Here’s amma’s South-Indian style fermented Eureka lemon pickle recipe.  In Southern India, this type of pickle is a pantry staple through the year and just a small piece is consumed every day as a side with rice and yogurt.
Recipe for Fermented Lemon Pickle, South-Indian Style
Ingredients:
  • 2-3 medium-sized lemons
  • 3 tsp of salt
  • 4 Tbsp sesame oil
  • 1 tsp mustard seeds
  • 4 tsp red chili powder
  • 1/2 tsp turmeric
  • A pinch asafoetida (optional)
  • A pinch roasted powdered fenugreek seeds (optional)
Method:
Fermenting the lemons:
  • Have a clean dry glass or ceramic jar ready (avoid metal or plastic).  Also, have a dry plate and knife ready
  • Wash the lemons and dry thoroughly
  • Chop in to 1/2″ pieces on a plate so that you do not lose any of the juice and start filling the jar as you chop
  • Sprinkle a bit of salt each time you fill the jar
  • When the jar is full, close the lid and give it a shake
  • Leave it on the kitchen counter to ferment for a week or more (longer the better).  Every now and then pick up the bottle and give it a good shake.  By the end of a week most of the lemon will be submerged in liquid
Making the pickle:
  • Heat the sesame oil in a pan until almost smoking
  • Add the mustard seeds and when they start popping switch off the heat
  • Add the turmeric and red chili powder (and asafoetida and fenugreek seed powder if using)
  • Allow the foaming to subside and give it a stir
  • Add the fermented lemons and mix well
  • Scoop it up in to a clean dry glass jar.

If you avoid getting moisture on it by using a clean dry spoon every time, the pickle can be stored outside even for up to a year.  Alternately store it in the refrigerator.  The pickle will only taste better as it ages.

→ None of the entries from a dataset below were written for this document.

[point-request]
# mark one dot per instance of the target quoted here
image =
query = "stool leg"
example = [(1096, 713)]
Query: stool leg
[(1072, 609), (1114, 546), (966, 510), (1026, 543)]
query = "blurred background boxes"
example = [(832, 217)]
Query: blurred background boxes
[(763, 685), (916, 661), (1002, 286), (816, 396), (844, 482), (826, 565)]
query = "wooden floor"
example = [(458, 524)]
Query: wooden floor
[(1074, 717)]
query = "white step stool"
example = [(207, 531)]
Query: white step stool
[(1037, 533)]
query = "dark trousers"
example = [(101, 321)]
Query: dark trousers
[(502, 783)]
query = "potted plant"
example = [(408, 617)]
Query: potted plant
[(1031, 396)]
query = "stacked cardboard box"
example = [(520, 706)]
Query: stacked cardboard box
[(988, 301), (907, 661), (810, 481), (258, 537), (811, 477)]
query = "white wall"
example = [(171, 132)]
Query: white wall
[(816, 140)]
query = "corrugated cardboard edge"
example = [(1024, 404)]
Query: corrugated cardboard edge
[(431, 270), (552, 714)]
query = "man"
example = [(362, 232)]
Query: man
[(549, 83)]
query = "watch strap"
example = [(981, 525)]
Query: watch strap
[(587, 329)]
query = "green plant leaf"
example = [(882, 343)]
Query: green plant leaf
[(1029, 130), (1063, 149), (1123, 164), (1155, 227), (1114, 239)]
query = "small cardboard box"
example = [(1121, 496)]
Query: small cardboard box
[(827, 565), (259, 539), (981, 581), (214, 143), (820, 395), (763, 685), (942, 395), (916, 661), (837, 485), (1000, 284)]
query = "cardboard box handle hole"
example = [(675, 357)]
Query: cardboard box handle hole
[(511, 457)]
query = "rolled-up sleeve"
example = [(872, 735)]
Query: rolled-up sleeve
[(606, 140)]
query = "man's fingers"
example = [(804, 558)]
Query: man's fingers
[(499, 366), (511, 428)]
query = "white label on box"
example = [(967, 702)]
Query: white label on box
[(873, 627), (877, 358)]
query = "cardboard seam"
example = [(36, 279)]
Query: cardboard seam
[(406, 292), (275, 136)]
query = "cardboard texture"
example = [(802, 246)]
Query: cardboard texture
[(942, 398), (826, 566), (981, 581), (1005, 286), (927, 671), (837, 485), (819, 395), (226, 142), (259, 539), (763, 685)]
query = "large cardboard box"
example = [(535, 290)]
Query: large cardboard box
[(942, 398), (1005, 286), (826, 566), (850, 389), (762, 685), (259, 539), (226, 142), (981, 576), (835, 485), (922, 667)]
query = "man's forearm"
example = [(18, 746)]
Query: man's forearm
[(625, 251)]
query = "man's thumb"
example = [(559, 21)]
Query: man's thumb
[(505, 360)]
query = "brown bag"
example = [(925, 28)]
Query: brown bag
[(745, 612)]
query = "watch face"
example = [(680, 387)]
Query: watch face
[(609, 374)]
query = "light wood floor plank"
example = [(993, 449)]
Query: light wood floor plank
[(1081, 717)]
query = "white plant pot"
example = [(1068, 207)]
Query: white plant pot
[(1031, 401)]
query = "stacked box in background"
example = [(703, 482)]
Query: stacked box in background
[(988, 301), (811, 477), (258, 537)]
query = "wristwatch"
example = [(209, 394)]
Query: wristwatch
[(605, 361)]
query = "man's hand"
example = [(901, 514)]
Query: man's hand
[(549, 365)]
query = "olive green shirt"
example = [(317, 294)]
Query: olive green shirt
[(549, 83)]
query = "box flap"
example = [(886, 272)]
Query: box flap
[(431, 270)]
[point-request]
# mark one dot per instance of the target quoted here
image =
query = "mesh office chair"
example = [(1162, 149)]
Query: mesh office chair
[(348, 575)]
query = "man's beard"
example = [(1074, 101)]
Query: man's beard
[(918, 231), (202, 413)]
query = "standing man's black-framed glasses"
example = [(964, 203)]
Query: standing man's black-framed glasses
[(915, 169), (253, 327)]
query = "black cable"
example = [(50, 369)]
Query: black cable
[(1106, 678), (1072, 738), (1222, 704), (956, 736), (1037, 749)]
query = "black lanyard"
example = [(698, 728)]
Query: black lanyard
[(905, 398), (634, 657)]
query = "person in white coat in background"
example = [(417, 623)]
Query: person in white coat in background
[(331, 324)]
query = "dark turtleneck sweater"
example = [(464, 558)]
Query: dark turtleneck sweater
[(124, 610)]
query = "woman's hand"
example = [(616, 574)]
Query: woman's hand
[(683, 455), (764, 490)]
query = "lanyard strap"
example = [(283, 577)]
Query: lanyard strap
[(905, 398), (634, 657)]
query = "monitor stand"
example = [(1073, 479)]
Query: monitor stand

Fermented Lemon Pickle, South Indian Style
There is still a lot to be explored in the world of fermentation and I hope Veggie Sutra readers are not bored!  I know V wants me to move on to home-made granola (and I also remember my young cousin requesting me for a recipe), but that has to wait at least until I have made a batch of sauerkraut at home, and have mastered kombucha and shrub!   Requests from readers will be duly added to the queue!

2 comments

  1. How do you use pickled lemon?

    1. Typically it is used as a relish on the side with any South Indian meal, especially with rice and yogurt.